Which sets me thinking again. In my country, for every 10 people killed on the road, there are perhaps 3 or 4 people with permanent spinal cord injuries (SCI). The rate would perhaps be half as much again were it not for the expertise of rescue and ambulance crews. And motorcycles, a prime cause of SCI, are nowhere near as common as in Thailand. The number of paraplegics (and quadraplegics) in Thailand must be huge. And that, and the high visibility lottery ticket selling scheme, explains why I see so many. But away from the tourist and begging areas I come across few other persons with disabilities. I have seen few with an acquired brain injury, and only a few amputees and a few blind people. And, come to think of it, I have not seen a person with down’s syndrome, and only one person with cerebral palsey.

The Thai medical system appears surprisingly good, from a medical perspective. It enables people to go on living, but from what I can see, unless you have the will and the money, the system seems to do little else for you. And I have a feeling that those who acquire disability will eventually go home with little rehabilitation. Maybe they will be supported by families, if they have them, and by their local community. Maybe they will lock themselves away, awaiting the miracle, or death. And so the issues remain hidden. After all, when you look at it from a Thai perspective, perhaps it’s their own fault!

And so

As I find out more about Thais, I find out more about me, my beliefs, and my own society, too.

We in the west have our own highly complex issues and beliefs about disability, many we can’t see because they’re ours. One tiny example: how dare people with disabilities have sex, let alone paid sex?

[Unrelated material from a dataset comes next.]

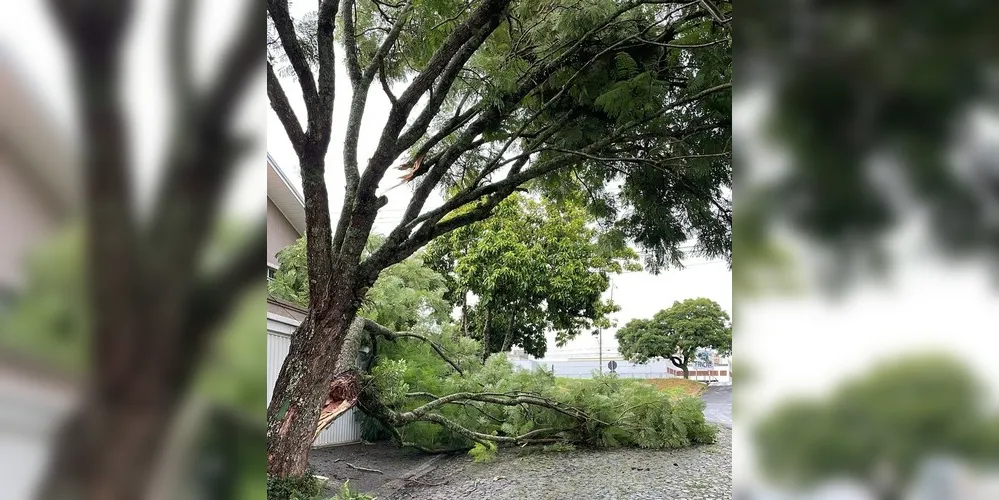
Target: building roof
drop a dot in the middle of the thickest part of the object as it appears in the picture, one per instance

It’s nobody’s business how an able bod spends money, however acquired, but for a person with disability to pay for sex! Now that’s beyond the pale, apparently. (Thais will be surprised by this!) An Australian (legal) brothel recently received national publicity by telling the press that people in wheelchairs can get in. There were pictures! Shocking! (And great ratings, so a great story?).

And another thought – how easy it is to read, talk or write about those seeking charity, people who may or may not have disabilities, and who just might be taking advantage of the good nature of others. Every experience, every story hardens the attitudes towards being charitable towards people with disabilities.

How about buying a trinket, or a lottery ticket, from the next seller you see with a disability. They are not asking for charity, and at least they are out there, just trying to make a go of it. The odds are stacked against them. You've certainly got better odds of winning than they have.

Stickman's thoughts:

Great stuff and a really good insight into part of life in Thailand that few of us see, and I bet even fewer think about.